There's a lot of data out there and once we put it into Splunk, there's a lot of interesting information we can pull out of it, so why not have a trip down memory lane and see what sort of songs pop up when going through the Billboard Hot 100 charts from now back to 2000?

First, I found a scraper for the data - thank you Allen Guo for your Billboard charts scraper - and output the data in this format:

date | title | artist | weeks | delta | current | peak | previous | spotifyID

I did so with this python script:

import billboard
import json
import datetime


outfilename = 'output.psv'
counter = 1000
chart_type = 'hot-100'
chart = billboard.ChartData(chart_type)
chart_date = '2017-07-01'
first_line = 'date | title | artist | weeks | delta | current | peak | previous | spotifyID\n'


with open(outfilename, 'a') as outputfile:
   outputfile.write(first_line)


for i in range (1,counter+1):
    for position in range (0,99):
        song = chart[position]
        line_out = unicode(str(chart_date) + ' | ' + unicode(song.title) + ' | ' + unicode(song.artist) + ' | ' + str(song.weeks) + ' | ' + str(song.change) + ' | ' + str(position) + ' | ' + str(song.peakPos) + ' | ' + str(song.lastPos) + ' | ' + str(song.spotifyID) + '\n')
        songidout = str(song.spotifyID) + '\n'
        with open(outfilename, 'a') as outputfile:
            outputfile.write(line_out.encode('utf8'))
    print chart.previousDate
    print chart[0]
    chart_date = chart.previousDate
    chart = billboard.ChartData(chart_type, str(chart.previousDate))
print 'done'

It's actually only been about 910 weeks between now and January 1, 2000; but I figured why not just make the dataset a round 1000 and then use the date to filter data?
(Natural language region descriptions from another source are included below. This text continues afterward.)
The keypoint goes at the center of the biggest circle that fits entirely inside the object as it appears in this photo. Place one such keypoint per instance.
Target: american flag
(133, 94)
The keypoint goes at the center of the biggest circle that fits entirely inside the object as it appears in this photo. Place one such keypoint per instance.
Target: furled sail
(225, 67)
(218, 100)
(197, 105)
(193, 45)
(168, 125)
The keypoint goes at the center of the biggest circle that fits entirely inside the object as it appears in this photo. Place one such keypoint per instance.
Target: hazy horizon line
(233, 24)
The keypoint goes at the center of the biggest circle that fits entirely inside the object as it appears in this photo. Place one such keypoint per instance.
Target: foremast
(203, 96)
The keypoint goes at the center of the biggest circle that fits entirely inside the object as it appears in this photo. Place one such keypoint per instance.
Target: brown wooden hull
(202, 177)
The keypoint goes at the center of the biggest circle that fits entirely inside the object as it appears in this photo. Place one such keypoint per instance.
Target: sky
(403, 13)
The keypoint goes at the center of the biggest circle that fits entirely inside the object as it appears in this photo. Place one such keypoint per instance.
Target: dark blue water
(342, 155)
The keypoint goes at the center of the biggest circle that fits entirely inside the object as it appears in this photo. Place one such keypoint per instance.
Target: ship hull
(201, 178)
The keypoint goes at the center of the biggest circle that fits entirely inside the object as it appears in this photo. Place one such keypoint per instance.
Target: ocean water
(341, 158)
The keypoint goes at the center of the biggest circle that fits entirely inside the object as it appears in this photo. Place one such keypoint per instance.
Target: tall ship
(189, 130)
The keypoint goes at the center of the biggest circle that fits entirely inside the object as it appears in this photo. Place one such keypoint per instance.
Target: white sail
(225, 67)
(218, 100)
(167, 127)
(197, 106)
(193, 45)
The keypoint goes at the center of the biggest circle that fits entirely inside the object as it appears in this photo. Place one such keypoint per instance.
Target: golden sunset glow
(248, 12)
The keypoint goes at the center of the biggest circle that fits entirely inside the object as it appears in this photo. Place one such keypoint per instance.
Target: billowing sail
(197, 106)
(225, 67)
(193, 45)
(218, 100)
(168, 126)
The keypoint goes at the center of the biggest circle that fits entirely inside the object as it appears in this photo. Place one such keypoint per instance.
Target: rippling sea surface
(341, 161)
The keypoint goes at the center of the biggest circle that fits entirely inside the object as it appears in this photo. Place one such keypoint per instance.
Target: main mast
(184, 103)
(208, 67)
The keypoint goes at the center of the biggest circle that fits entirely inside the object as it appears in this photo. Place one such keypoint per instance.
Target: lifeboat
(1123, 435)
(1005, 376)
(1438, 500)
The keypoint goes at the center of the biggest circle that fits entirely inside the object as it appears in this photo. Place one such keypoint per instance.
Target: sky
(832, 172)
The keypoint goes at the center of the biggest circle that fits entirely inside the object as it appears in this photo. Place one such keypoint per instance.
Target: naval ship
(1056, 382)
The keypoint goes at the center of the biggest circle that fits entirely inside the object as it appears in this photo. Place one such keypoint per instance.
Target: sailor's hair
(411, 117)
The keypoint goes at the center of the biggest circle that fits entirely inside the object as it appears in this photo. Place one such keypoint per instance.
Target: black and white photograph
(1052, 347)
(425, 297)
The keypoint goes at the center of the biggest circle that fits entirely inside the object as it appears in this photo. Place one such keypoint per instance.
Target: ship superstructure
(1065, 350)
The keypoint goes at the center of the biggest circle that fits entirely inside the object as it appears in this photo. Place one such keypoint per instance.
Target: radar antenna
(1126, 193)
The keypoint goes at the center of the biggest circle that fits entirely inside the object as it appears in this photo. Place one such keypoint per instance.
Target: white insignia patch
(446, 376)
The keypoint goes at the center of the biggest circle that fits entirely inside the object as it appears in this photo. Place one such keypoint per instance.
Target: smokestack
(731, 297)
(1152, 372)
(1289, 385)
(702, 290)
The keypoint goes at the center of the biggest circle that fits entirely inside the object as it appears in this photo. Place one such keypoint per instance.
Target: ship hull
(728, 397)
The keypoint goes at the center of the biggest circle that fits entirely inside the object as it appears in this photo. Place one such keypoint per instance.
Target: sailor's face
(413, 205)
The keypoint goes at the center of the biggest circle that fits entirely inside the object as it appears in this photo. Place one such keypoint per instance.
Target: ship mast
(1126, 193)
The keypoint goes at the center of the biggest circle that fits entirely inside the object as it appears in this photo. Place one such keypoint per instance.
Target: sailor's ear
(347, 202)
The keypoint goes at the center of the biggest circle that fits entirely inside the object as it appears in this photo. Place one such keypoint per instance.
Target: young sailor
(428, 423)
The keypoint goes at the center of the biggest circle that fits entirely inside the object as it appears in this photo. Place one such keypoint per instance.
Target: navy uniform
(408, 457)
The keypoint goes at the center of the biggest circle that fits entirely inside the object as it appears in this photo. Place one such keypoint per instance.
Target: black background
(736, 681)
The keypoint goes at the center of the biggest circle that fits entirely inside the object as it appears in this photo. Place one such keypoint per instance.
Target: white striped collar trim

Next, I created a props.conf with these settings:

[billboard_top_100]
CHARSET=UTF-8
MAX_DAYS_AGO=10000
MAX_DAYS_HENCE=25
NO_BINARY_CHECK=true
SHOULD_LINEMERGE=false
TIME_FORMAT=%Y-%m-%d
category=Custom
description=Billboard Top 100
disabled=false
pulldown_type=true
REPORT-BillboardMainFields=REPORT-BillboardMainFields
EVAL-Position = CurrentPosition+1

Since all of my data is on different lines (I output it that way) we set SHOULD_LINEMERGE to false. Other things we need to set include MAX_DAYS_HENCE because Billboard charts can, weirdly, be up to nearly 3 weeks in the future, and MAX_DAYS_AGO because the default of 2000 days just isn't enough to take us back to party like it's 1999.
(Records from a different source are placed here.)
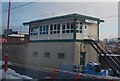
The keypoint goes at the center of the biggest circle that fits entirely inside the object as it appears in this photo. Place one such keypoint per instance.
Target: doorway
(82, 58)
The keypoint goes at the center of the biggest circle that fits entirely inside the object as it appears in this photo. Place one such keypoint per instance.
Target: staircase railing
(104, 51)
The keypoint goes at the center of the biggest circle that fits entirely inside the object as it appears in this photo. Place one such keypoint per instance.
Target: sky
(107, 11)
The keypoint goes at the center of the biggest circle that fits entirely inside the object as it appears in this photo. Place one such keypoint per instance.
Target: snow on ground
(11, 74)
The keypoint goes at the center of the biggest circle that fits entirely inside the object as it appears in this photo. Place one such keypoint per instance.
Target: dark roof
(66, 16)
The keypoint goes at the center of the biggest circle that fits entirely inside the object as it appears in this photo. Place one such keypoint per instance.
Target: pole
(8, 23)
(8, 26)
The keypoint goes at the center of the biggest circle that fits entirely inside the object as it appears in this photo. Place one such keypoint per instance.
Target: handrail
(105, 52)
(113, 56)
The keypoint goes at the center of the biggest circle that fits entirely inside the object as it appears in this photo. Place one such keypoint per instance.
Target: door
(85, 32)
(82, 58)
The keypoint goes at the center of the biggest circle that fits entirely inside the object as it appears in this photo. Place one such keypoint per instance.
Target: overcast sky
(107, 11)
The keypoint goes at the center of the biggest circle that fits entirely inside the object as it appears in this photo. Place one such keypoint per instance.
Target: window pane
(55, 27)
(47, 54)
(63, 26)
(61, 55)
(51, 27)
(58, 26)
(35, 54)
(31, 29)
(67, 31)
(43, 28)
(68, 27)
(72, 25)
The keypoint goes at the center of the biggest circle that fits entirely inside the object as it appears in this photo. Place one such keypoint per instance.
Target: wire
(19, 6)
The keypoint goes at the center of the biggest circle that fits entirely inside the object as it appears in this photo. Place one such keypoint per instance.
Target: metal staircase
(112, 61)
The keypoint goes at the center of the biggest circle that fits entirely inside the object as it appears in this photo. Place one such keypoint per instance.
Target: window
(44, 29)
(34, 30)
(61, 55)
(47, 54)
(63, 28)
(51, 29)
(35, 54)
(40, 29)
(79, 27)
(69, 28)
(58, 28)
(54, 28)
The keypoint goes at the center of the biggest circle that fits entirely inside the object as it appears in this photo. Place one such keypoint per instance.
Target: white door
(85, 32)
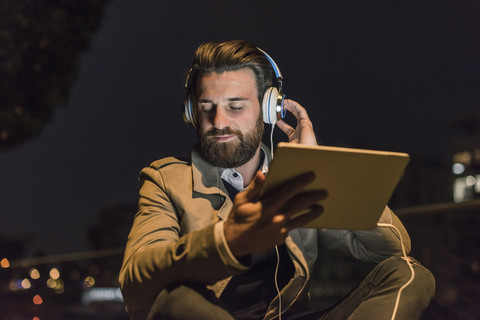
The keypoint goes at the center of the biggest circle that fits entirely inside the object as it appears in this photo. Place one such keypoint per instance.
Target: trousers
(374, 298)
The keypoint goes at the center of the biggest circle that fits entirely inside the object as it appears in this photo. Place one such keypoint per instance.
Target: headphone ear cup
(188, 115)
(269, 105)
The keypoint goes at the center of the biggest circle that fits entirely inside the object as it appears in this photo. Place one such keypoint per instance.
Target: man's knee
(418, 282)
(180, 302)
(The EVAL statement is in there because, if you notice my python code above, position goes from 0-99, and I made the rookie mistake of outputting position instead of position+1, so I used an eval statement to fix it. If you debug your code and don't run it at 2AM just trying to get the thing running, you probably won't need that sort of statement in there. I also didn't want to reindex data, even though it was only about 12 MB of data.) Public Service Announcement: Always debug your code because computers do what you tell them to do, not what you want them to do...

And a transforms.conf here:

[REPORT-BillboardMainFields]
DELIMS = "|"
FIELDS = "Chart_Date","Title","Artist","WeeksOnChart","ChangeFromPrevious","CurrentPosition","PeakPosition","PreviousPosition","spotifyID"
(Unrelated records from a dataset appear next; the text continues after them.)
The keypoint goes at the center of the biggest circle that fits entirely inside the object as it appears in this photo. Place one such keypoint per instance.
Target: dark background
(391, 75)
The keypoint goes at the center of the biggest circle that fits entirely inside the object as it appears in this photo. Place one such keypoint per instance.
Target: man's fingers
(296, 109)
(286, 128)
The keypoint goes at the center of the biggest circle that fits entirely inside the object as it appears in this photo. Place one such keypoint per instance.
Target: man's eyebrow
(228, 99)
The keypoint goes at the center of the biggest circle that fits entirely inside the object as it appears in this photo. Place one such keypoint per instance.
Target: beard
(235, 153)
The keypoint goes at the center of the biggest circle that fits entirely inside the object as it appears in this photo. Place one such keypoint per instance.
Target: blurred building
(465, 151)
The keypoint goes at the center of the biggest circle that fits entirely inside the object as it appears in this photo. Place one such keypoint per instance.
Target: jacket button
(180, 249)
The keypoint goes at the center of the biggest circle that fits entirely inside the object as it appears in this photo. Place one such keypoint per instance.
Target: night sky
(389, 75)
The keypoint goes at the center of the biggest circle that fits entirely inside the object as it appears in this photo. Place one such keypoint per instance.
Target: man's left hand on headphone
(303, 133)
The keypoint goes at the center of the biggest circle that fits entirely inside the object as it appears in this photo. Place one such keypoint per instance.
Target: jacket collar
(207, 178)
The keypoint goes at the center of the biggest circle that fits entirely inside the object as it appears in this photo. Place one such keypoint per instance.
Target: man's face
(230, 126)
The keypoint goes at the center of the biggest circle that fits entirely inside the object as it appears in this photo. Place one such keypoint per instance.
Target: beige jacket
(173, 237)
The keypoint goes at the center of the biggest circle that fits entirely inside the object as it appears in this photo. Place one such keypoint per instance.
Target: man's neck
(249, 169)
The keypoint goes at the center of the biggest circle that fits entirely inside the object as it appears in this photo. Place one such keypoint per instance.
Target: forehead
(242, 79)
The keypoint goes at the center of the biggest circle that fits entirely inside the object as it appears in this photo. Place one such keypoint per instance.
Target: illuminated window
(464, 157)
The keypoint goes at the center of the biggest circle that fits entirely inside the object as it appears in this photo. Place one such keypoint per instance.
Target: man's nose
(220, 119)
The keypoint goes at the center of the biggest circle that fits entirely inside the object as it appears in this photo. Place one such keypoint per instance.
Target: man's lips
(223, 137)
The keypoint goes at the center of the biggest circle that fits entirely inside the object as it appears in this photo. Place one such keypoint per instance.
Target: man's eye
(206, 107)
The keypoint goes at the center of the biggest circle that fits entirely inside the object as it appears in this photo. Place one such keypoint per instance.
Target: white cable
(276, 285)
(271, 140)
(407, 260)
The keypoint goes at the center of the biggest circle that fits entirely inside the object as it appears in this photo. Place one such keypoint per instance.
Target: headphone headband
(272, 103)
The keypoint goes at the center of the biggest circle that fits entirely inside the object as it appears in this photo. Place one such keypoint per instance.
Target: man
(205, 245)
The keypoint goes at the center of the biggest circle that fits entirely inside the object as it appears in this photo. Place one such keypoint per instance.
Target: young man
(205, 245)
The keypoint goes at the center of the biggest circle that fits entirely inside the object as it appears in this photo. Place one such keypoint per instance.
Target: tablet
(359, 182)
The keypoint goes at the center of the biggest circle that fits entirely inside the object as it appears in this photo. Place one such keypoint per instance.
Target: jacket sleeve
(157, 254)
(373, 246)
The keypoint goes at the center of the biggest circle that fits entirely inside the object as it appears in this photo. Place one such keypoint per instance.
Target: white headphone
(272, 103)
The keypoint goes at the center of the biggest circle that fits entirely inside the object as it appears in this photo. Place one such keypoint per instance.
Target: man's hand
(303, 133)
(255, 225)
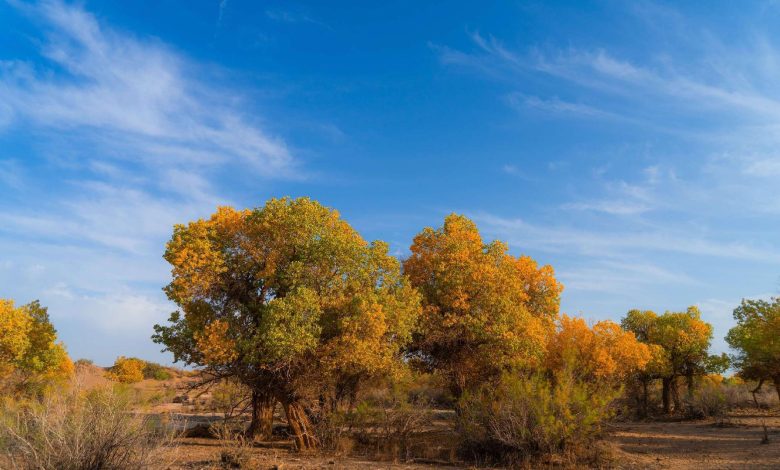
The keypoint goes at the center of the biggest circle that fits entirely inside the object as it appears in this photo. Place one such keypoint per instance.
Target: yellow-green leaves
(287, 285)
(757, 339)
(28, 347)
(484, 309)
(15, 325)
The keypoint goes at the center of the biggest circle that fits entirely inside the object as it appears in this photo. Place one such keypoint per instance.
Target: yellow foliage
(603, 352)
(15, 325)
(484, 309)
(29, 355)
(127, 370)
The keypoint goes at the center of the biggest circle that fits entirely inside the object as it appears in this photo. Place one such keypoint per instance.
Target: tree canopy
(30, 355)
(756, 337)
(484, 309)
(284, 296)
(684, 342)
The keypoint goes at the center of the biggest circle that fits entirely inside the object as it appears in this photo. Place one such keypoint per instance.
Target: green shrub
(524, 417)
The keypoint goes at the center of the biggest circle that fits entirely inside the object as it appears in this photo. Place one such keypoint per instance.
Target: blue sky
(632, 145)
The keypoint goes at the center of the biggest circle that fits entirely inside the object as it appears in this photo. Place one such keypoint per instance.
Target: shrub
(709, 400)
(525, 417)
(77, 429)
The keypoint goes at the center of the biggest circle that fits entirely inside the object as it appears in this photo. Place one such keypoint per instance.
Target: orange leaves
(288, 286)
(15, 325)
(604, 351)
(127, 370)
(28, 347)
(484, 308)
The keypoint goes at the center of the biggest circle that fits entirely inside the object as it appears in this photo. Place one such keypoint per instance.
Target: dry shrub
(708, 401)
(235, 447)
(79, 429)
(522, 419)
(385, 424)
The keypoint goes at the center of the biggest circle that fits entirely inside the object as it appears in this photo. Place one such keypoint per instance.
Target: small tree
(127, 370)
(602, 353)
(757, 340)
(283, 298)
(684, 341)
(485, 311)
(30, 356)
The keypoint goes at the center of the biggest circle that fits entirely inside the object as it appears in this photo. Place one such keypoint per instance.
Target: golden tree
(684, 341)
(284, 296)
(485, 311)
(603, 353)
(127, 370)
(30, 356)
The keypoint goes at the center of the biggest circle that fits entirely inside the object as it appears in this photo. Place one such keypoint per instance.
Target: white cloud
(614, 244)
(139, 89)
(135, 133)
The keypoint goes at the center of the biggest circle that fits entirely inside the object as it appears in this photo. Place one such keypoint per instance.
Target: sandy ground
(734, 443)
(202, 454)
(707, 444)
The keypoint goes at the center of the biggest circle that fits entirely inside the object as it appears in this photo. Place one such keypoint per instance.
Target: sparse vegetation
(77, 429)
(306, 334)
While I could have used "INDEXED-EXTRACTIONS" with the PSV command, I stuck with keeping the big 5 as my only indexed fields, and did these extractions here.

There are plenty of things that we can do with this data, like answer the following random questions that probably tell you more about the workings of my mind than about music trends:

Who had more Billboard top 100 hits, Miley Cyrus or Hannah Montana? (Surprisingly, each had exactly 18 charted songs.)
How many pop songs from my nascent adolescence had I completely forgotten about until setting out on this task? (Too many to count.)
What artist/group/band has had the most top 100 hits since 2000? (More on this later at this post, because: reasons.)
What's the stats on Beyoncé's songs compared to Destiny's Child? (Destiny's Child charted 18 songs, but Queen Bey has charted 48.)
What happened to the solo careers of the Black Eyed Peas? (will.i.am charted 18 hits; 8 of which he was the main or solo artist, 10 of which he was just featured. Fergie charted 12; 9 of which she was the main or solo artist, 3 of which she was featured.)
Were there REALLY that many songs by the Black Eyed Peas? (Damn, the answer is yes. Yes, there were 16 charted Black Eyed Peas songs, including one that featured Macy Gray.)
What ever happened to Macy Gray? (Hmmm, seems like there are some questions even Splunk can't answer.)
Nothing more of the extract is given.